私が妊娠できた二度目の人工授精

私は一年半の不妊治療を経て子供を授かりましたが、結局妊娠できたのは人工授精によるものでした。

治療を始めた時には三十三歳だったのに、検査やタイミング療法を行っているうちに、三十五歳になってしまい、このままだと妊娠できる可能性がますます低くなってしまうと焦りを感じ、医師に相談すると、ステップアップしましょうという話になったのです。

普通は、タイミング療法を半年ほど続けて妊娠しなければ、人工授精へステップアップするそうなので、私はかなりスローペースだったかもしれません。

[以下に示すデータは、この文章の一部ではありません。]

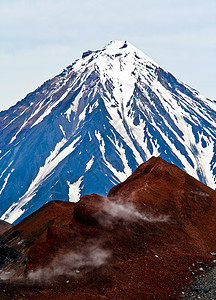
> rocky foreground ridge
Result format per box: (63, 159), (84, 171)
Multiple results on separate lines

痛いのが大嫌いなので、人工授精はどれだけ痛みがあるのかと不安でたまらず、事前に色々とネットで検索すると、器具で子宮口をつかむ時に激痛だという体験談を読んでしまい、どれほどの痛みだろうと恐れながらその日を迎えました。

自宅で主人の精子を採取して、保温容器で持ち運ぶ方法もありましたが、病院で採精する方が何となく良い気がしたので、主人に午前休を取ってもらい、一緒にクリニックへ行きました。

採精が終わると、状態が良い精子を抽出するため一時間ほど待機するようにいわれます。

準備ができると名前を呼ばれ、私だけ診察室に入って処置を受けました。

あれほど恐れていた処置の痛みですが、私の場合は全く痛くなく、器具の違和感はもちろんあるものの、いつもの内診とたいして変わらず、拍子抜けするくらいでした。

処置が終わると、そのままの姿勢で十分ほどじっとしているように言われておしまいです。

一度目の人工授精は主人の精子の状態があまり良くなく、妊娠には至りませんでしたが、翌月に行った二度目で無事妊娠できました。